Ганс-Улоф смотрел на него с нарастающим чувством бессилия. Он что, теперь вообще не отвяжется? Чем дольше длился этот разговор, тем больше была опасность проговориться.
— Мне нечего на это сказать. Устав предписывает нам молчать обо всех внутренних процессах.
Журналист разглядывал его скептически.
— У меня такое чувство, что происходят какие-то странные вещи.
— В науке в расчёт идут факты, а не чувства.
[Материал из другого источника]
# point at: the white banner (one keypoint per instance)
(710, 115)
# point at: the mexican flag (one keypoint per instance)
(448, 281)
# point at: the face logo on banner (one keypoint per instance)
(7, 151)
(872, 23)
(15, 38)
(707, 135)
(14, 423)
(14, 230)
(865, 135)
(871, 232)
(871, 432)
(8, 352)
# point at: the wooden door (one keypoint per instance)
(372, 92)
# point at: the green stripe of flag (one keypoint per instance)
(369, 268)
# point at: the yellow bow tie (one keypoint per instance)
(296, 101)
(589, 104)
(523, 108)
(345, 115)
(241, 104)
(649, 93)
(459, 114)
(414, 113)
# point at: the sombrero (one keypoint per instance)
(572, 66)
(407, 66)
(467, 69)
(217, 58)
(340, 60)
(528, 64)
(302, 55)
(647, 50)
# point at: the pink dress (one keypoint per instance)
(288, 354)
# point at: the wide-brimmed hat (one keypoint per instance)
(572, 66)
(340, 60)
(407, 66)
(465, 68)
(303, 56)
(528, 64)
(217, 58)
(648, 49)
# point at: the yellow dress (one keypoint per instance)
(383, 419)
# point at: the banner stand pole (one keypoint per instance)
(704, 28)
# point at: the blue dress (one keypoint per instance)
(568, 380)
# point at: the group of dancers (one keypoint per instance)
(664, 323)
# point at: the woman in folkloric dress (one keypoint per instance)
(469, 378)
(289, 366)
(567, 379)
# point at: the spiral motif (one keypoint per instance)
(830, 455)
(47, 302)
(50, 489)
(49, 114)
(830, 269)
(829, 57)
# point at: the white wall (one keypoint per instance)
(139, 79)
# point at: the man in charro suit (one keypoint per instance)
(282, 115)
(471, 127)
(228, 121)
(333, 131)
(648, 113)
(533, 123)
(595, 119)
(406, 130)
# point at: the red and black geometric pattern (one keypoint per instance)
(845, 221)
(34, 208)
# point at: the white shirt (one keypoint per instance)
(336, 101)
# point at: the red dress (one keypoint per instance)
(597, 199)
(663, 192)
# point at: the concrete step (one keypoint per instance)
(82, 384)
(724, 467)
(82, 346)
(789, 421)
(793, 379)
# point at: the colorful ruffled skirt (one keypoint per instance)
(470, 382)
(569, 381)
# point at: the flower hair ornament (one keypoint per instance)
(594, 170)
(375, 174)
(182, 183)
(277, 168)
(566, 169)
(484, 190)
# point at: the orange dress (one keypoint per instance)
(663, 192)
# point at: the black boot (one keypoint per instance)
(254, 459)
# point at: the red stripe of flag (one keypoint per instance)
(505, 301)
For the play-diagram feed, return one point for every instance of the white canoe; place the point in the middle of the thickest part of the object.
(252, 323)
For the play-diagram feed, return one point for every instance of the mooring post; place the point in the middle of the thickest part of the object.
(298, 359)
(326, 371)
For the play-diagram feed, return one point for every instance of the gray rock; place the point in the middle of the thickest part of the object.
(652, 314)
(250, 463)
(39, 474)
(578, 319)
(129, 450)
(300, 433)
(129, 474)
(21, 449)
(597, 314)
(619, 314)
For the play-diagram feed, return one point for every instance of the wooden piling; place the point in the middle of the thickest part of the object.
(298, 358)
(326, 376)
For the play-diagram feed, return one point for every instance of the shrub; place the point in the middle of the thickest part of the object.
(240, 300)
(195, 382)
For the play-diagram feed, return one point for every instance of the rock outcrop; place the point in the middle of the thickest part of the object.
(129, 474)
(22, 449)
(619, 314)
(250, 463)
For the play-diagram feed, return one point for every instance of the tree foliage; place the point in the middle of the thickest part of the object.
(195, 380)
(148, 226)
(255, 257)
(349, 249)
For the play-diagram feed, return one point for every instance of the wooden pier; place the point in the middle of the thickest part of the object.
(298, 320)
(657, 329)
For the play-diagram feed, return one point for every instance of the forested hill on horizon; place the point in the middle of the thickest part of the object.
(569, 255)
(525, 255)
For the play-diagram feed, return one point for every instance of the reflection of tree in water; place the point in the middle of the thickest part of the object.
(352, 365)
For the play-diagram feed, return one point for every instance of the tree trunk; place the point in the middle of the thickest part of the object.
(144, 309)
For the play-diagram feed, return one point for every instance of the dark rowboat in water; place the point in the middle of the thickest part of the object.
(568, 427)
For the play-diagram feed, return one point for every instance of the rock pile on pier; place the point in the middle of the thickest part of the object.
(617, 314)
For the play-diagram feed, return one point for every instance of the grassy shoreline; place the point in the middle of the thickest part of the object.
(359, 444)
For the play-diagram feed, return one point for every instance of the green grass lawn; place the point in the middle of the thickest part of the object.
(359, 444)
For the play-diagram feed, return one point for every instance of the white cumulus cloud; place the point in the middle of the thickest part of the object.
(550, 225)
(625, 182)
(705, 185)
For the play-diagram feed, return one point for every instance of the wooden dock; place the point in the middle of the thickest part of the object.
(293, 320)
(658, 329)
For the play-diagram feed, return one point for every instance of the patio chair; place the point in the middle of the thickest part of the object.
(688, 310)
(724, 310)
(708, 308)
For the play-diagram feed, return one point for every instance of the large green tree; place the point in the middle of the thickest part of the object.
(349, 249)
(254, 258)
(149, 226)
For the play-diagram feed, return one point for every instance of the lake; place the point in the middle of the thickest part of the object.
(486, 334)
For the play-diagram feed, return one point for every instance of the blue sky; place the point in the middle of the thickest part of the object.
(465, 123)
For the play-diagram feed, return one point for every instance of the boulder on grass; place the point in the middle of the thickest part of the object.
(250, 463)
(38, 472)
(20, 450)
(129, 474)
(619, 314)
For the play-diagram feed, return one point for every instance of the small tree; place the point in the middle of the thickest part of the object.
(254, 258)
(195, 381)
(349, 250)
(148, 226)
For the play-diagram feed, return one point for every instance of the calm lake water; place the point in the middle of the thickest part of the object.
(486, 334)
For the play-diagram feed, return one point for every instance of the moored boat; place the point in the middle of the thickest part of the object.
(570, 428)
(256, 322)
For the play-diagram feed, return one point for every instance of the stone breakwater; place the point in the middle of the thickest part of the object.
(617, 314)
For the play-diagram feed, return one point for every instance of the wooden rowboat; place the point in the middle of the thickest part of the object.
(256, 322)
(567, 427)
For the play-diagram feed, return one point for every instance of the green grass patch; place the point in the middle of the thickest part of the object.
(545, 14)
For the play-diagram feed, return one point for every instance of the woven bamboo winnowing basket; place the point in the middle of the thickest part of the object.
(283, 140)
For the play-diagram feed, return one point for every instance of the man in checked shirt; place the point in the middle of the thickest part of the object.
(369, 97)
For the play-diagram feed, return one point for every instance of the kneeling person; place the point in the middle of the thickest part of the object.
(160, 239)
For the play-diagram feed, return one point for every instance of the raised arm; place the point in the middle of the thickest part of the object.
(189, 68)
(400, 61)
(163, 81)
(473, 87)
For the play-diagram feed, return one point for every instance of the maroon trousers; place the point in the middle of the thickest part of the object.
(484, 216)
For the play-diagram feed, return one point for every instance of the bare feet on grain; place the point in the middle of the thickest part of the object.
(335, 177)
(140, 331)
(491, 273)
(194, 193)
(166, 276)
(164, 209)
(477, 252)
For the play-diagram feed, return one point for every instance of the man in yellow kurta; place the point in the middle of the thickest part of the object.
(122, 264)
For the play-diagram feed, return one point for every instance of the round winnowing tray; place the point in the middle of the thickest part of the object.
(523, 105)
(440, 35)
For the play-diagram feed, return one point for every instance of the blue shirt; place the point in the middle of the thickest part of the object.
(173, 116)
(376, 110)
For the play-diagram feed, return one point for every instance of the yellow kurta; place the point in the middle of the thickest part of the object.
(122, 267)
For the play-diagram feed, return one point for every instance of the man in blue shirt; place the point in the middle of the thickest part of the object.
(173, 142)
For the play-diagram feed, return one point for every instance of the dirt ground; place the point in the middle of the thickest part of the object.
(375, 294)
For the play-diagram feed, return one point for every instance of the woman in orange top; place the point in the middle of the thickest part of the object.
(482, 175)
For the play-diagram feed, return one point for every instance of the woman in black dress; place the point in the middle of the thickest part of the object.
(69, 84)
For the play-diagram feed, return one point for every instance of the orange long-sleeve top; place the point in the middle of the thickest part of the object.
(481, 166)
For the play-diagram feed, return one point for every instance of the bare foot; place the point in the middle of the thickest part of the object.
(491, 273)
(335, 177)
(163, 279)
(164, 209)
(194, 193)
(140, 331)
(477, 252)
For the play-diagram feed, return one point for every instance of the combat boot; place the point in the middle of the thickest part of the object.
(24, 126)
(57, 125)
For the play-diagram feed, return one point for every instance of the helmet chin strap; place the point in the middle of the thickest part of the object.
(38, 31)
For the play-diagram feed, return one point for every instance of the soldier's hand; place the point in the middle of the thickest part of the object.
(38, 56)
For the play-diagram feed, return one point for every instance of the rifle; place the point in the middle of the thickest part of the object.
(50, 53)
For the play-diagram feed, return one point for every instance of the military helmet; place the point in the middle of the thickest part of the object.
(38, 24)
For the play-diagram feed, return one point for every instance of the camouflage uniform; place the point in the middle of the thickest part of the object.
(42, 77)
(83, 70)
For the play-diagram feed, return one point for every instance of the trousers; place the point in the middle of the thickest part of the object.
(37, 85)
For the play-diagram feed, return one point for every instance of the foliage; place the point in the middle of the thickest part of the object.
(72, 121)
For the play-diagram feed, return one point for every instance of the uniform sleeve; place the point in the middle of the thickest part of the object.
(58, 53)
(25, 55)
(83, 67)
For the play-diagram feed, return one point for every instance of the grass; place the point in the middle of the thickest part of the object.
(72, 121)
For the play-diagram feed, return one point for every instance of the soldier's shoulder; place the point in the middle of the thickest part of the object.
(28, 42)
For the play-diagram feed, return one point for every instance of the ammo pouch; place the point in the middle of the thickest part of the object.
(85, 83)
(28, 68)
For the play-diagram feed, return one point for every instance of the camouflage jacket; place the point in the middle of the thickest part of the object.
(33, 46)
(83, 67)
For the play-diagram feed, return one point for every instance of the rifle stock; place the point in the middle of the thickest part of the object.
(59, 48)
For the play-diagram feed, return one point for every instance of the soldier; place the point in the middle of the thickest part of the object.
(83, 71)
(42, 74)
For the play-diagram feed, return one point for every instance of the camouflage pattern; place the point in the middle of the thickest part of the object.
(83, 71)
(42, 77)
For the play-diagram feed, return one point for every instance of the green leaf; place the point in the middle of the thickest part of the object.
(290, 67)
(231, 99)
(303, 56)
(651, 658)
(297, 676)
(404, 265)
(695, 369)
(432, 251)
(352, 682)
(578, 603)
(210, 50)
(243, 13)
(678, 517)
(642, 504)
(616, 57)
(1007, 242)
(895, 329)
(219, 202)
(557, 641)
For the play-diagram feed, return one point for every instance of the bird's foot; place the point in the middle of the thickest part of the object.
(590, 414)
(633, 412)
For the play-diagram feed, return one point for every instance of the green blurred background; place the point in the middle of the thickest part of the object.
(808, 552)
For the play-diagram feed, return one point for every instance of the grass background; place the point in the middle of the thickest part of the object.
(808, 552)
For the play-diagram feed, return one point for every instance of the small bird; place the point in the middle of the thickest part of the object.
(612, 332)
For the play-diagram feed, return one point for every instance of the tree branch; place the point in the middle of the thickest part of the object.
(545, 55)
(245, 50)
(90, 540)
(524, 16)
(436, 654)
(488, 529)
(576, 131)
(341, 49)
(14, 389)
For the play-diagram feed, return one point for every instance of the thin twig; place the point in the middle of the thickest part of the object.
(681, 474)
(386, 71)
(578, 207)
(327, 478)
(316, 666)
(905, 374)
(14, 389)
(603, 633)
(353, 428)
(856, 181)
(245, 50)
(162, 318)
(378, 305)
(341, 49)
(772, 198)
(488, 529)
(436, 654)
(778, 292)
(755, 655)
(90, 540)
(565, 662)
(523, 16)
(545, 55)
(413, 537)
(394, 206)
Журналист задумчиво кивнул, а потом оглянулся, будто где-то поблизости могли лежать вспомогательные аргументы.
— Может, вы будете смеяться, — сказал он наконец, — но я стал журналистом, потому что подростком посмотрел фильм «Неподкупные». Бернстайн и Вудворд так и остались моими идолами и по сей день. И если Нобелевской премии суждено когда-то получить свой Уотергсйт, — он посмотрел на Ганса-Улофа сощуренными глазами; от его ухмылки не осталось и следа, — то я хочу быть тем человеком, кто его разнюхает.
Ганс-Улоф решил закончить этот разговор.
— Мне надо идти, — сказал он. Журналист достал визитную карточку.
— Вот. На случай, если вам когда-нибудь все же захочется мне что-то рассказать.
— Нет, — отказался Ганс-Улоф от карточки. — Спасибо. Мужчина сделал к нему шаг и, прежде чем он успел среагировать, просто сунул карточку в его нагрудный карман.
— На всякий случай, — ухмыльнулся он. — Никогда ведь не знаешь заранее.
Потом повернулся и зашагал прочь.
Ганс-Улоф смотрел ему вслед, пока тот снова не скрылся за дверью Нобелевского форума. Потом вынул карточку из кармана и посмотрел на неё.